Szybko wstałam na równe nogi. Zobaczyłam w oddali odjeżdżający samochód z Winchester'ami. Już chciałam do nich zadzwonić gdy nagle kiedy przyjeżdżali przez skrzyżowanie z ogromną prędkością wjechał w nich tir. Nie zauważyli go bo miał zgaszone światła, wyglądało to jakby ktoś specjalnie to zaplanował. Samochód z braćmi został zepchnięty do rowu, a tylna strona obok kierowcy, czyli tam gdzie siedziałam, została zmiażdżona. Znowu uniknęłam śmierci.

Zamarłam, po prostu nie mogłam się ruszyć. Odzyskałam świadomość dopiero kiedy ktoś a raczej coś, lewiatan, wysiadł z ciężarówki. Poczułam ogromną furię, jakby przez moje ciało przeszła fala gorąca. Rzuciłam się biegiem w stronę potwora. Nie wiedziałam co robię, jakbym odłączyła się od świata i liczyło się tylko zabicie tego ścierwa!! Gdy byłam obok niego z ogromną siłą wbiłam obie ręce w jego klatkę piersiową, nawet nie wiem skąd miałam tyle siły. Moje oczy zmieniły kolor na ognistą czerwień, ręce podobnie tylko że zaczęły świecić i jeszcze pojawiły się na nich żyłki które stały się całkowicie czerwone. Było mi gorąco, jakby moje ciało plunęło ale to nie bolało. Stwór wykrzywił twarz z powodu bólu i zaczął zmieniać się w szary, kamienny posąg. Gdy wyciągnęłam z niego ręce rozpadł się i zmienił w pył. Dopiero teraz otrząsnęłam się i moje ciało znów stało się normalne. Podbiegłam do zniszczonego samochodu i sprawdziłam puls chłopcom, żyją, na szczęście, zadzwoniłam szybko na pogotowie.

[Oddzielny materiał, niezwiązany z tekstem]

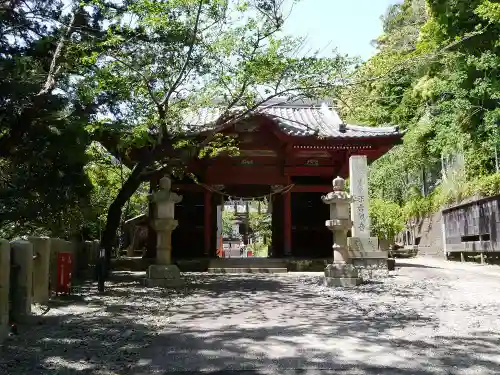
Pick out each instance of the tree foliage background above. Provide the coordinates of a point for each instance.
(436, 75)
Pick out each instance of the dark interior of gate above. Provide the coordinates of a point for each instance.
(288, 154)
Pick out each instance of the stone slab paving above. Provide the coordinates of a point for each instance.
(428, 317)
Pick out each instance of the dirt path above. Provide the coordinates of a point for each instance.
(428, 317)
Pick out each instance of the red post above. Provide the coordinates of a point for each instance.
(64, 273)
(208, 222)
(287, 212)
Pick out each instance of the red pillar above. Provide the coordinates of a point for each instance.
(208, 222)
(287, 223)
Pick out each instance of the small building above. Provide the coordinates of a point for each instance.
(288, 154)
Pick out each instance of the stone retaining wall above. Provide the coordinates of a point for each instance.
(28, 273)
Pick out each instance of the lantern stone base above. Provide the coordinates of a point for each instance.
(164, 276)
(344, 275)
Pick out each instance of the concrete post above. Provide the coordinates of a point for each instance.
(4, 287)
(22, 261)
(41, 269)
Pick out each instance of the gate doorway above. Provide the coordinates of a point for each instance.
(244, 228)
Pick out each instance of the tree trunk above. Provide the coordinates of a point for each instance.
(113, 218)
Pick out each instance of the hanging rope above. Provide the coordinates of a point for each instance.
(284, 190)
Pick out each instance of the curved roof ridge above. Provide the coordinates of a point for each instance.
(372, 129)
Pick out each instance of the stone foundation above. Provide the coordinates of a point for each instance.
(344, 275)
(371, 268)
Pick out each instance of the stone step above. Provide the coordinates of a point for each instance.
(247, 262)
(246, 265)
(247, 270)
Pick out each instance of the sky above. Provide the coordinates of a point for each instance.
(348, 25)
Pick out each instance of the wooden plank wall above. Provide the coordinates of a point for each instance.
(473, 227)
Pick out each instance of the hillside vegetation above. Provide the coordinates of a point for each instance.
(437, 75)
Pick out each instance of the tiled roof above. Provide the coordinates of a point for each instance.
(300, 119)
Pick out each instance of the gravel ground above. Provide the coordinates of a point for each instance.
(427, 317)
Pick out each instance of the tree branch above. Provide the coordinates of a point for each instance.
(54, 69)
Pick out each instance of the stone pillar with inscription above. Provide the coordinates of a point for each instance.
(164, 273)
(363, 249)
(341, 272)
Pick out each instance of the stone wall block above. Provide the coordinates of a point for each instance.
(4, 287)
(41, 269)
(57, 246)
(22, 290)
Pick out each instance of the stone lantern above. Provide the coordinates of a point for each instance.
(341, 272)
(164, 273)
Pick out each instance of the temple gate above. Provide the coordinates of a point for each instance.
(288, 153)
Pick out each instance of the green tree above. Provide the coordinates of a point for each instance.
(42, 136)
(435, 75)
(386, 219)
(163, 61)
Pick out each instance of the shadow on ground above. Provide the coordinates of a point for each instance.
(253, 324)
(414, 265)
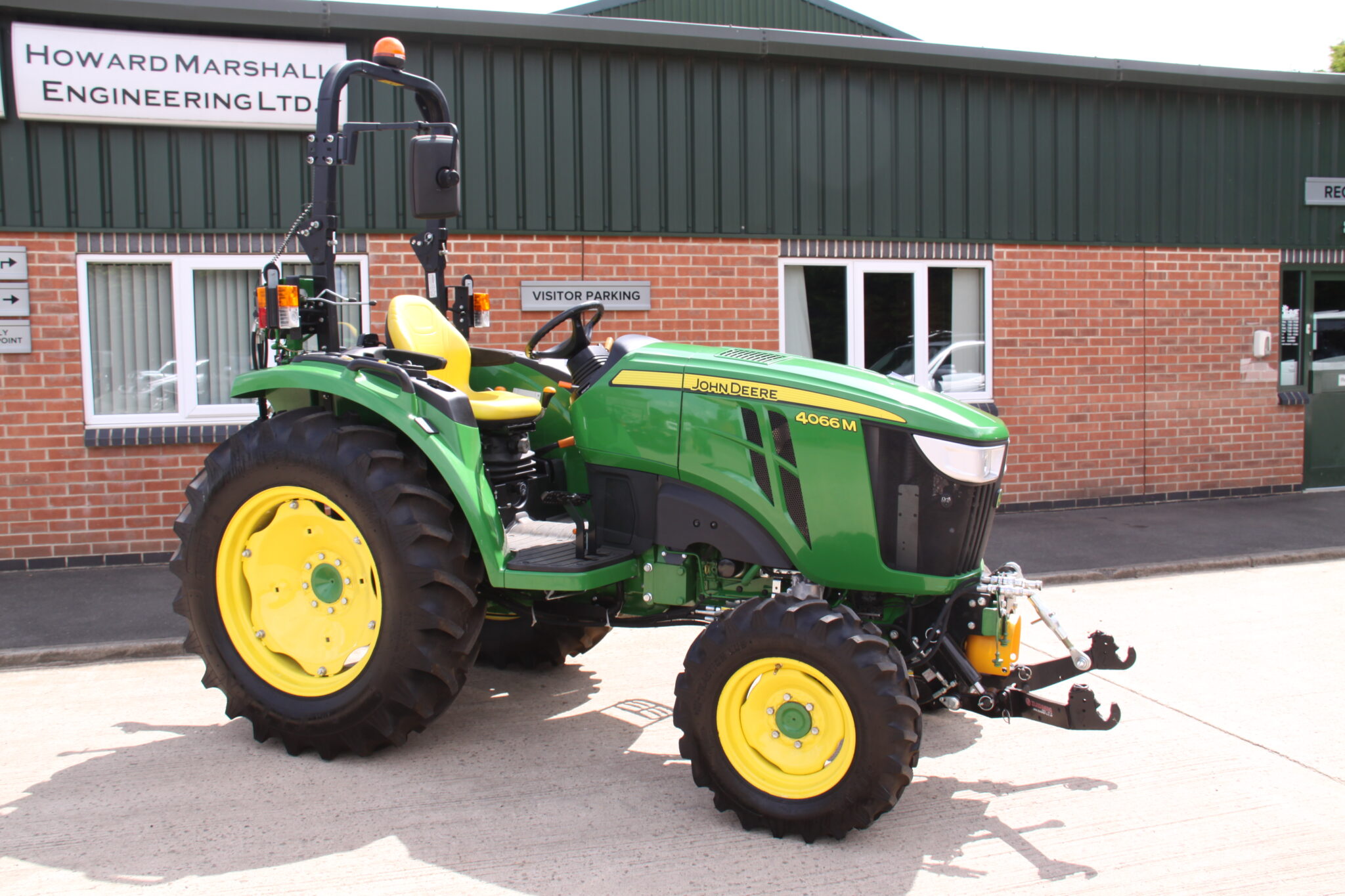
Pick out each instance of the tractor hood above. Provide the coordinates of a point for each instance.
(805, 385)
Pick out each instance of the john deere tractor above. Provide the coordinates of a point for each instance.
(410, 505)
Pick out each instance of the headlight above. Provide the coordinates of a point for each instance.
(963, 463)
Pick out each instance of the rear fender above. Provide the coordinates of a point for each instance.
(454, 449)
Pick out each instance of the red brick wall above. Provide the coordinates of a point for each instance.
(62, 500)
(1119, 371)
(57, 498)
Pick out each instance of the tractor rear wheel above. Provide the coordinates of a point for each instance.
(797, 717)
(509, 640)
(331, 590)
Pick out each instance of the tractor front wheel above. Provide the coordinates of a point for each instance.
(331, 590)
(798, 719)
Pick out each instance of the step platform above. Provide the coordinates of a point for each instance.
(548, 545)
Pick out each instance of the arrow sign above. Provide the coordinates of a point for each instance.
(14, 300)
(14, 263)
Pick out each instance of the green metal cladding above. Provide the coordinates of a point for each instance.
(645, 141)
(798, 15)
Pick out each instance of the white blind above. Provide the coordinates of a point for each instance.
(222, 301)
(131, 339)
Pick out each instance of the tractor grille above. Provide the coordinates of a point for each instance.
(751, 355)
(752, 429)
(780, 433)
(927, 523)
(794, 503)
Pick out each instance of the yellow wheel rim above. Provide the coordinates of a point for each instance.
(299, 591)
(786, 729)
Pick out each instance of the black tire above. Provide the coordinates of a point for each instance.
(870, 675)
(418, 542)
(518, 643)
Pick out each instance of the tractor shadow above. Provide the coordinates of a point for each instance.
(525, 784)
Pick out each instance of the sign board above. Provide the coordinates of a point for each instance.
(14, 300)
(146, 78)
(14, 263)
(556, 296)
(16, 337)
(1324, 191)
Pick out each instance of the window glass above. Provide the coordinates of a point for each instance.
(816, 312)
(167, 336)
(222, 304)
(889, 323)
(133, 368)
(957, 330)
(1290, 326)
(1328, 333)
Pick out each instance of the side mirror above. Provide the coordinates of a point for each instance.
(435, 181)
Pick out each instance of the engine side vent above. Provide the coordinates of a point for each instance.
(751, 426)
(752, 355)
(752, 429)
(794, 503)
(783, 444)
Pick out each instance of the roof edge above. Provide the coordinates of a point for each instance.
(330, 16)
(845, 12)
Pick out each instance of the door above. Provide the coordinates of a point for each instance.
(1325, 360)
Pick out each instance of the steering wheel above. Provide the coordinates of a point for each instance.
(580, 336)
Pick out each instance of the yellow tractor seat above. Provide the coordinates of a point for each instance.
(416, 326)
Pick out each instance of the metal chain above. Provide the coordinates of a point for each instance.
(292, 228)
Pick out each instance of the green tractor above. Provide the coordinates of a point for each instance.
(410, 505)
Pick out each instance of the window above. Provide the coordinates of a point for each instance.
(164, 336)
(926, 323)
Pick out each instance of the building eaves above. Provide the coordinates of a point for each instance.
(328, 18)
(845, 12)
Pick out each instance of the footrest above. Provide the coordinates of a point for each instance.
(560, 558)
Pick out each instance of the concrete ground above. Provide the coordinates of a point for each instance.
(1225, 775)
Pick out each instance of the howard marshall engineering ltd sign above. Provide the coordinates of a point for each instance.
(550, 296)
(146, 78)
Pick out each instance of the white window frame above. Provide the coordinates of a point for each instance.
(857, 268)
(185, 332)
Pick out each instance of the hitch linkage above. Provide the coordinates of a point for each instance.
(1082, 710)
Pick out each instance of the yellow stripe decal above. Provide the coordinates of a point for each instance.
(751, 390)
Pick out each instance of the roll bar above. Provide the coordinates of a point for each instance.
(331, 146)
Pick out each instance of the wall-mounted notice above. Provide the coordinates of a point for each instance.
(546, 296)
(146, 78)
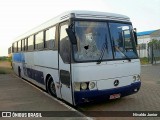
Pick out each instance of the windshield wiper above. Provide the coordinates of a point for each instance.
(104, 47)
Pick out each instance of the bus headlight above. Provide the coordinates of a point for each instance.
(83, 86)
(91, 85)
(134, 78)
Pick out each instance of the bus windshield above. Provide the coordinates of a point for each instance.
(93, 39)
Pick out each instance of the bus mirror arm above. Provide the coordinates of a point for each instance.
(71, 36)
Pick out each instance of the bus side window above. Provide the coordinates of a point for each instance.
(64, 44)
(50, 38)
(23, 43)
(39, 41)
(15, 47)
(30, 43)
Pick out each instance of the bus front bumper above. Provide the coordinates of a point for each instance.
(101, 95)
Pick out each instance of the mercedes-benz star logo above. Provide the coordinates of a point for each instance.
(116, 82)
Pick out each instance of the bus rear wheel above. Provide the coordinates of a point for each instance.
(51, 87)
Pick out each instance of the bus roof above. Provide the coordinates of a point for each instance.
(76, 14)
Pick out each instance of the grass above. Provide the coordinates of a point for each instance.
(5, 65)
(4, 70)
(144, 60)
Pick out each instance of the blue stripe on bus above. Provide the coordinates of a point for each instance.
(35, 75)
(18, 57)
(101, 95)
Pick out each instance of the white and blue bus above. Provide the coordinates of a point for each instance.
(80, 56)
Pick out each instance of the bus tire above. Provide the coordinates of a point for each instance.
(51, 87)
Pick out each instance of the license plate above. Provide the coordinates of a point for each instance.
(114, 96)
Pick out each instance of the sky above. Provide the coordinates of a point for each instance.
(20, 16)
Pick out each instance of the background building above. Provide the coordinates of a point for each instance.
(144, 38)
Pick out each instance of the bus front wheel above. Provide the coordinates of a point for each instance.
(51, 87)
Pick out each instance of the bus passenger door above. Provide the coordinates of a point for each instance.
(64, 64)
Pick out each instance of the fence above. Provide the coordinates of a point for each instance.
(150, 51)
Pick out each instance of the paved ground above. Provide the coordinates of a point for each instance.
(147, 99)
(17, 95)
(21, 96)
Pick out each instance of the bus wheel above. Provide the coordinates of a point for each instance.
(51, 87)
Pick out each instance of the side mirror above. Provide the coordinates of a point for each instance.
(71, 36)
(135, 36)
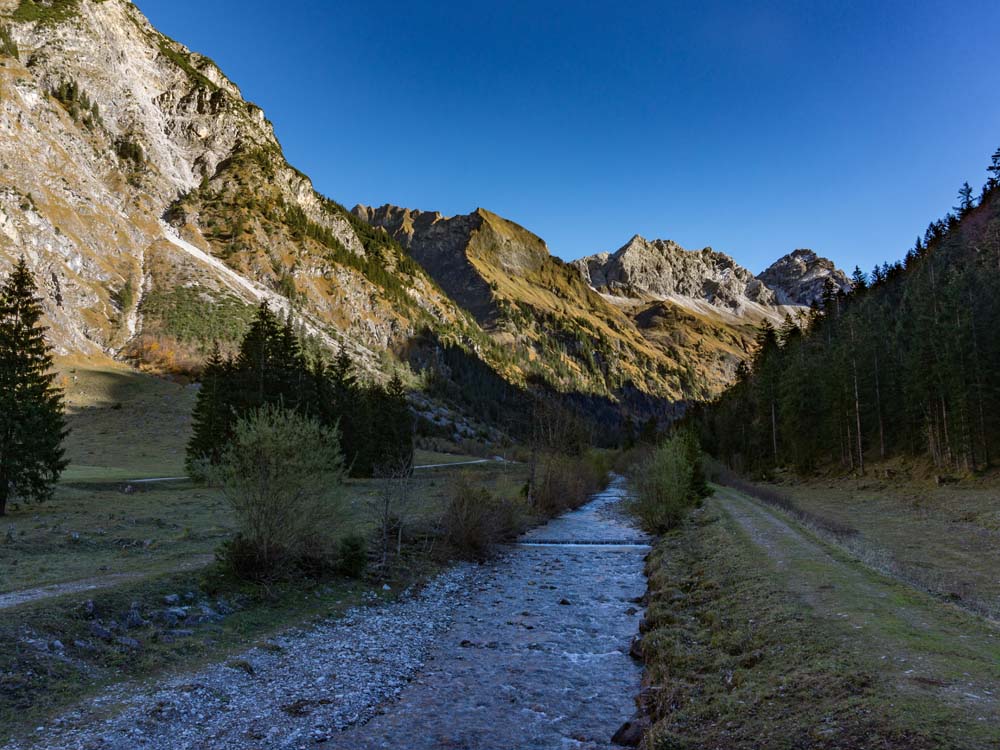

Szpital, 10 godziny później

Siedzę w sali Dean'a i czekam aż się obudzi. Zastanawiające czemu niema mnie z Samem, oto odpowiedź: lekarze, którzy zajęli się chłopcami stwierdzili że nic zbyt poważnego nie stało się blondynowi, lekki wstrząs mózgu i kilka siniaków ale Sammy, on oberwał najgorzej.
Obrażenia są tak poważne że lekarze dają mu góra tydzień, chyba wiadomo o co chodzi.
Czemu to zawsze mnie śmierć omija, czemu? Wolałabym żebym to ja leżała teraz podłączona do maszyny, która podtrzymywała by moje życie. Nie on! Ma brata, który nie potrafi bez niego żyć i jest mu potrzebny. Moje rozmyślania przerwały jęki budzącego się blondyna.

-Hej, leż, odpoczywaj.-powiedziałam uspokajająco.

-Co? ... Gdzie .... Jak? ...

-Leż, wszystko ci opowiem.

I tak też zrobiłam, wszystko nawet tą dziwną sytuację z lewiatanem.

Gdy skończyłam siedział w ciszy i powoli trawił to co mu powiedziałam. Jego mimika twarzy zmieniała się co chwilę, raz był zły, raz smutny, raz przerażony lub zdezorientowany. W końcu sama nie wytrzymałam i się rozpłakałam.

-Przykro mi Dean.

Złapał mnie za rękę. Jemu też poleciało kilka łez. Nie wiem ile dokładnie siedzieliśmy w ciszy ale ten czas pomógł nam trochę ochłonąć i uspokoić myśli.

Szpital, 3 dni później

Dean został już wypisany. W tym czasie szukaliśmy jakiejkolwiek pomocy, dzwoniliśmy do wszystkich którzy mogliby coś wiedzieć, przeczytałam też dużo książek w których mogłoby być coś pożytecznego ale te starania niczego nie dały.
Siedzę właśnie w sali Sammiego, kiedy do pomieszczenia wszedł Dean z lekko załzawionymi oczami i uśmiechem na ustach.

-Znalazłem kogoś kto nam pomoże. -Gdy to usłyszałam aż zachciało mi się skakać z radości.
Wyjaśnił mi że tą osobą jest Emmanuel, który podobno potrafi uzdrawiać ludzi. Znajomy blondyna sprawdził go na wszelkie znane mu metody i stwierdził że jest czysty.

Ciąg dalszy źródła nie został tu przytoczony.